[erlang-questions] erlc speed (or lack thereof), Make and emake
Florian Schintke
schintke@REDACTED
Fri Jan 25 14:10:31 CET 2013
Hi,
we use the Erlang module 'make' and an Emakefile to specify what and
how to compile if necessary.
See http://erldocs.com/R14B04/tools/make.html
Our Unix makefile entry looks as follows:
---
compile:
@$(ERL) -pa ebin -noinput +B -eval 'case make:all() of up_to_date -> halt(0); error -> halt(1) end.'
---
It starts Erlang once and compiles all touched/depending modules,
which is really fast. Parallel make is missing, but not necessary at
that speed.
See scalaris.googlecode.com for a sample Emakefile.
Florian
[Matthias Lang]
> Hi,
>
> I'm looking for tips and tricks to use speed up compiling a bunch of
> Erlang modules from within a build system that uses (gnu)Make.
>
> The system uses Erlang, but most of it is actually C code, which is compiled
> under four different compilers, plus FPGA code.

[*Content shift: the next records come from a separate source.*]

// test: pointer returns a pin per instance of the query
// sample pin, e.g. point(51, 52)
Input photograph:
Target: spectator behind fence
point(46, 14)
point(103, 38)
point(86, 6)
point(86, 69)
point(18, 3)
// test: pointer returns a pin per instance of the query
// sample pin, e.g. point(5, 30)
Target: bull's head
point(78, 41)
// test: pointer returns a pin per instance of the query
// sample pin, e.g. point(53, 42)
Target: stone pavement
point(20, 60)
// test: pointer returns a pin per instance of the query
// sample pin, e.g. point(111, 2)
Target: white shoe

So ditching 'make'
> for something Erlang-centric like 'rebar' doesn't look very attractive.
>
> Background
> ----------
>
> Doing this on R14B03:
>
> erlc a.erl
> erlc b.erl
> erlc c.erl
> ...
>
> for 70 modules on my machine takes 39s. If I do this instead:
>
> erlc a.erl b.erl c.erl ...
>
> it improves to 7s. If I split the job in two parts which run at the
> same time, it improves again to 4s wall time, with both cores
> busy.
>
> So, a 10x improvement in compilation speed seems attainable, but how do
> I explain how to do it to 'make'?
>
>
> Ideas
> -----
>
> I had a few simple ideas for fixing this, but none really work. See below.
>
> The more complicated idea I have is to make a shell script replacement
> for 'erlc' which delegates the compilation work to an Erlang node
> which is already running. Seems workable, and it won't spring
> surprises on 'make', e.g. -j 4 will still do the right thing.
>
> Anyone got a neat idea?
>
> Rest of this mail is just a list of things that don't seem to work.
>
> Matt
>
> ======================================================================
>
>
> Bad Idea #1: straightforward 'make'
> -----------
>
> Here's my minimal starting point for a system of three modules, a b c:
>
> beams=(addsuffix .beam, a b c)
> %.beam: %.erl nasty_global_stuff.hrl
> erlc $<
>
> That causes 'make' to hand one module to erlc at a time, which is slow.
>
>
> Bad Idea #2: try and use just one rule for all .beams
> -----------
>
> Like this:
>
> modules=a b c
> beams=$(addsuffix .beam, $(modules))
> erls=$(addsuffix .erl, $(modules))
> all: $(beams)
>
> $(beams): $(erls) nasty_global_stuff.hrl
> erlc $(filter %.erl, $@)
>
> That does almost the right thing, but actually not at all. Change one
> .erl and it'll recompile every .beam, because I've told 'make' that
> each .beam depends on all .erl files.
>
>
> Bad Idea #3: use erl -make for all Erlang compilations
> -----------
>
> all:
> erl -make
>
> That sort-of works, but it only runs one process (Erlang's own 'make'
> doesn't seem to attempt running more than one compilation at a time),
> passing options is not straightforward (they're not even syntactically
> the same as for erlc) and it requires writing 'EMakefiles', so you
> sort-of have to understand Erlang in order to be able to fiddle with
> the build system.
>
> It's also fiddly explaining dependencies between Erlang stuff and
> other stuff to a combination of ordinary 'make' and erlang's own make.